Friday, December 2, 2011

How?

Say there is something that really bothers you.  Something that you get super emotional about.  One of those the feeling hits you way before you're actually able to defuse the situation.  Your eyes get all teary and before you know it you really want to to cry.  But you're not in a situation where you can... maybe you're around a big group of people, or in a strange location or you just can't get away...  You can't really describe the situation to the people around you (maybe it doesn't make sense or opening your mouth will just make it worse) and you cannot just avoid the situation from the start.

You try to logic your way out of it - this doesn't make sense, why are you upset... the only real way is to try to tactifully get around it (not make it obvious), maybe go to the bathroom to cry...  Or that's the only ways I've figure out how to get myself off that emotional peak.

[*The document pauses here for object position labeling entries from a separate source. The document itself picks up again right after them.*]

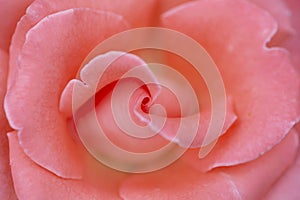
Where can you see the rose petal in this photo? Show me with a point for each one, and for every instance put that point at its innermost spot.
(293, 43)
(33, 182)
(254, 179)
(62, 41)
(10, 13)
(287, 187)
(41, 8)
(6, 185)
(170, 130)
(168, 4)
(281, 13)
(179, 181)
(264, 85)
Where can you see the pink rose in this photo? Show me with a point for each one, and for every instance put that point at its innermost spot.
(52, 79)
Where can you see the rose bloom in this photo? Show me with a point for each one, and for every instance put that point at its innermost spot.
(44, 46)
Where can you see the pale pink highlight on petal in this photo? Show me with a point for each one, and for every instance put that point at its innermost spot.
(35, 114)
(33, 182)
(6, 185)
(263, 83)
(177, 182)
(255, 178)
(281, 13)
(42, 8)
(10, 13)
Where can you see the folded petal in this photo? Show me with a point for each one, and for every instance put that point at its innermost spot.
(34, 182)
(50, 57)
(179, 181)
(10, 13)
(41, 8)
(283, 16)
(262, 82)
(254, 179)
(293, 43)
(287, 187)
(6, 185)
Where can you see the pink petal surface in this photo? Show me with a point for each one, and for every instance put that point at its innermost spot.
(254, 179)
(287, 187)
(32, 101)
(10, 13)
(293, 43)
(33, 182)
(263, 83)
(168, 4)
(6, 186)
(282, 14)
(184, 181)
(41, 8)
(103, 71)
(170, 130)
(179, 181)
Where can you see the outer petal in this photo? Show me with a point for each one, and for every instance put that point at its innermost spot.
(254, 179)
(179, 182)
(281, 13)
(41, 8)
(62, 40)
(10, 13)
(287, 187)
(33, 182)
(264, 85)
(6, 187)
(293, 44)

So my question is... how do I get over this?  I know it would probably help to know the details, but I don't really want to make those public.  I guess, my question is how do I bring myself down?  Or help me get over it before I'm even in the situation?

I can tell you that the mere thought of thinking about it can get my pretty emotional.  It doesn't make sense.  I guess that I just have really strong feelings... and while in my head I'm telling myself it's stupid to feel that way my body cannot get on board with my head.  I don't want it to happen anymore and I'm pretty annoyed by it all... I feel stupid and I feel like eventually someone will call me out on it (which won't make it any better!)   I'm not saying that I need to completely get over these feelings - I just need to not be so emotional about it at the drop of a hat.

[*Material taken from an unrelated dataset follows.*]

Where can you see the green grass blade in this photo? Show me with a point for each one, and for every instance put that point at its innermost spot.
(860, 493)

I plan on asking my counselor about it... but thought I would put it out here too.  It's something that I need and want to get over... it's something that's so stupid I hate even bringing it up.  I just want to figure out a way to be okay with it and not break into tears...

1 comment:

dsdddwddgdd said...

i think you need to say it to someone; all of it; put it out there; cry and get emotional and let it go for as long as it needs to. then regroup. plan the person, the time and the place. holding it in isn't cutting it and rationalizing isn't cutting it. feel it; own it; let it pour--then, move on. i really think it will work.